I have a very short and simple question but this is very vital because it starts off my solution so I need to understand this puzzling concept (for me at least)! I have labelled that specific step with "WHY??".
QUESTION:
Suppose n balls are distributed at random into r boxes. Let $X_i$ = 1 if box i is empty and let $X_i$ = 0 otherwise.
Compute E[$X_i$].
SOLUTION:
Let $A_i$ be the event that box i is empty.
Then,
$X_i$ = $1_{A_i}$
Hence,
E[$X_i$] = E[$1_{Ai}$] = P[$A_i$] **WHY??
...
the further solutions are pretty straight forward
BUT this step...
I have no idea what E[$1_{Ai}$] means. Why is there a 1?
Thank you so much for your help! Greatly appreciated!
The expected value of a variable with only finitely many possible values $v \in V$ is, by definition, the sum $$\sum_{v \in V} vp(v)$$ hence, in your scenario, $$E(X_i) = (1)P(A_i) + (0)P(A_i') = P(A_i)$$ where $A_i'$ is the complement of $A_i$.

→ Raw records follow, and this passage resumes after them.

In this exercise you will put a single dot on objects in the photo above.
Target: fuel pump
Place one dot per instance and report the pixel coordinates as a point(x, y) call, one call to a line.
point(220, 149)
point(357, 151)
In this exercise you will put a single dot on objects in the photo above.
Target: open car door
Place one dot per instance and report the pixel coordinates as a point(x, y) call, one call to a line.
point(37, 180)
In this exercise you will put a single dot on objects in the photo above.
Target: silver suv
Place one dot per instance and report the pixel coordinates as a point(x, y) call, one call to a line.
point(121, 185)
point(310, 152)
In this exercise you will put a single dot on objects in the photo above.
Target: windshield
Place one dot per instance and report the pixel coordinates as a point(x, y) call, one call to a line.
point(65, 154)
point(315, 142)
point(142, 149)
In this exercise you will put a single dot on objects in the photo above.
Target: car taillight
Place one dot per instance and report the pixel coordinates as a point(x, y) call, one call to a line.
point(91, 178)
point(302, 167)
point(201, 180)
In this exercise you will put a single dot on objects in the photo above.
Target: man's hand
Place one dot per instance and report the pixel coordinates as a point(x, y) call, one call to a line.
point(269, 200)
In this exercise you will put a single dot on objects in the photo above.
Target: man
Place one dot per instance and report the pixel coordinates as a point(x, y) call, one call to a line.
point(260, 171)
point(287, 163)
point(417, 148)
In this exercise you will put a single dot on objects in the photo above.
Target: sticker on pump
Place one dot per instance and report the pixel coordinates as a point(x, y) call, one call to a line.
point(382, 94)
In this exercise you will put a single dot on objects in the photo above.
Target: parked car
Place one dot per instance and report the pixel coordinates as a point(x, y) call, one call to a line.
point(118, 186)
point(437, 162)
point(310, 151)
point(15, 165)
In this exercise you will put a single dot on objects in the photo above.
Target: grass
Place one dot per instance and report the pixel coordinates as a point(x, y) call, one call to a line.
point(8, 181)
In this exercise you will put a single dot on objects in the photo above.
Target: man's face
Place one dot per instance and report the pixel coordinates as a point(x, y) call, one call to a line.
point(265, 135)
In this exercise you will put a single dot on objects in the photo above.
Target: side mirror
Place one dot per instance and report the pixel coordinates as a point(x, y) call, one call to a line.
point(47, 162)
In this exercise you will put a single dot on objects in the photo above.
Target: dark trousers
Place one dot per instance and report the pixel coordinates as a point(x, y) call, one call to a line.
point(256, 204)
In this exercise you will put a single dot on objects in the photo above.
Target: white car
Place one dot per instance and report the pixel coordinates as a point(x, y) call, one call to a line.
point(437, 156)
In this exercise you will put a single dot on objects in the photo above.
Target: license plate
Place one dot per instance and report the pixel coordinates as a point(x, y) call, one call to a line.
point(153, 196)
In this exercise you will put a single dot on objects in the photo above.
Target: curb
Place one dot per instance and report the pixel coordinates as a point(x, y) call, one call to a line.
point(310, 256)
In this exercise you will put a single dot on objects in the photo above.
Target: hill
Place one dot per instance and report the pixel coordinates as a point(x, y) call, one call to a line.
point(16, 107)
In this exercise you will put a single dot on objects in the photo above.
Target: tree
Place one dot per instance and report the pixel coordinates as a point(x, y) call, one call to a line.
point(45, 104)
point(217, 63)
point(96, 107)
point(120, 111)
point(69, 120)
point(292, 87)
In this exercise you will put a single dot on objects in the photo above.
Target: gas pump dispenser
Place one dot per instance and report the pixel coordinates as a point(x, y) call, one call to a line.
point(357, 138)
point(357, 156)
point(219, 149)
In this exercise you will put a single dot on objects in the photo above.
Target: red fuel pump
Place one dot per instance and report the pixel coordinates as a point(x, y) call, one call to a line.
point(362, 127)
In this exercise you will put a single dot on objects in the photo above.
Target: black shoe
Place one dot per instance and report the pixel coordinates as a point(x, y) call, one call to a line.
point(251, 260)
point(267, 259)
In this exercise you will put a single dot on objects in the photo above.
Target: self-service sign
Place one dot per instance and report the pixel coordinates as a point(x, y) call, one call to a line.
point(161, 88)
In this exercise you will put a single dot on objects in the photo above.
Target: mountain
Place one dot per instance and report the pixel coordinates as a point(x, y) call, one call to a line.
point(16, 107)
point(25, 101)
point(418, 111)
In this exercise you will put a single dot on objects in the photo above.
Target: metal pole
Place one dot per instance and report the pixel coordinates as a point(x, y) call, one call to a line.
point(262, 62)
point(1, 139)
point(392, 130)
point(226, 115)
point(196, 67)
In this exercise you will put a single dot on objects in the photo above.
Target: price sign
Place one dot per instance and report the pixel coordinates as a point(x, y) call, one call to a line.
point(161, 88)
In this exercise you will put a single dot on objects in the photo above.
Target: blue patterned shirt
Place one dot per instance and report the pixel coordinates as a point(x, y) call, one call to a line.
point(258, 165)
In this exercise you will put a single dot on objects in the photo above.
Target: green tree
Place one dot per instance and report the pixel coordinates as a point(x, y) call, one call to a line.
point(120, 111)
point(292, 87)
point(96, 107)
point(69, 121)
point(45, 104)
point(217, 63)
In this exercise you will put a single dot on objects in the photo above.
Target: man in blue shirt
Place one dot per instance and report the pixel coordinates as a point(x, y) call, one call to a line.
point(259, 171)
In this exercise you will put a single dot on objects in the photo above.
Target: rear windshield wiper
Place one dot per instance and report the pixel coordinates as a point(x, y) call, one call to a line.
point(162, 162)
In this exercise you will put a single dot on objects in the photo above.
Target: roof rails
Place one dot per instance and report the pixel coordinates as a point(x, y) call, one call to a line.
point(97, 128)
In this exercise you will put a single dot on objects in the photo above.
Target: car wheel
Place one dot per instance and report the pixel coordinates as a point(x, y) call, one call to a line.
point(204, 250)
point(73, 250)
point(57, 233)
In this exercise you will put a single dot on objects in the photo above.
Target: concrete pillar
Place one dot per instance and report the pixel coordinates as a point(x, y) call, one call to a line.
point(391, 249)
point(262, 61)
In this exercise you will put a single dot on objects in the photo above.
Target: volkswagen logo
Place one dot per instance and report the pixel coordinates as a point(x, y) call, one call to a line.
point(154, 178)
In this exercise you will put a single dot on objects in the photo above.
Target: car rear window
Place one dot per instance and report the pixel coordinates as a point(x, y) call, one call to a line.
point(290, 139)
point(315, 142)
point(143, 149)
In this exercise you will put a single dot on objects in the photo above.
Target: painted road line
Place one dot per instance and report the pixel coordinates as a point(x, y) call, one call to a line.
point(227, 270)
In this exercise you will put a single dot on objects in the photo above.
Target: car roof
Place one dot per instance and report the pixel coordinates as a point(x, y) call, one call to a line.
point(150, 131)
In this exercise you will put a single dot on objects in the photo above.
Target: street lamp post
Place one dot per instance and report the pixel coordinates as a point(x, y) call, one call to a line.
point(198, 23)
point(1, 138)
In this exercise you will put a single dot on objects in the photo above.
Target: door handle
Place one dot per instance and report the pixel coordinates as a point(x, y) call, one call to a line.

With regard to the notation $1_{A_i}$, it denotes the indicator function on the set $A_i$, which is the function which has value $1$ at points of $A_i$, and zero at all other points.
$\qquad$https://en.wikipedia.org/wiki/Indicator_function
It's so named since it indicates by its one-or-zero value at a given point whether or not the point is in the given set.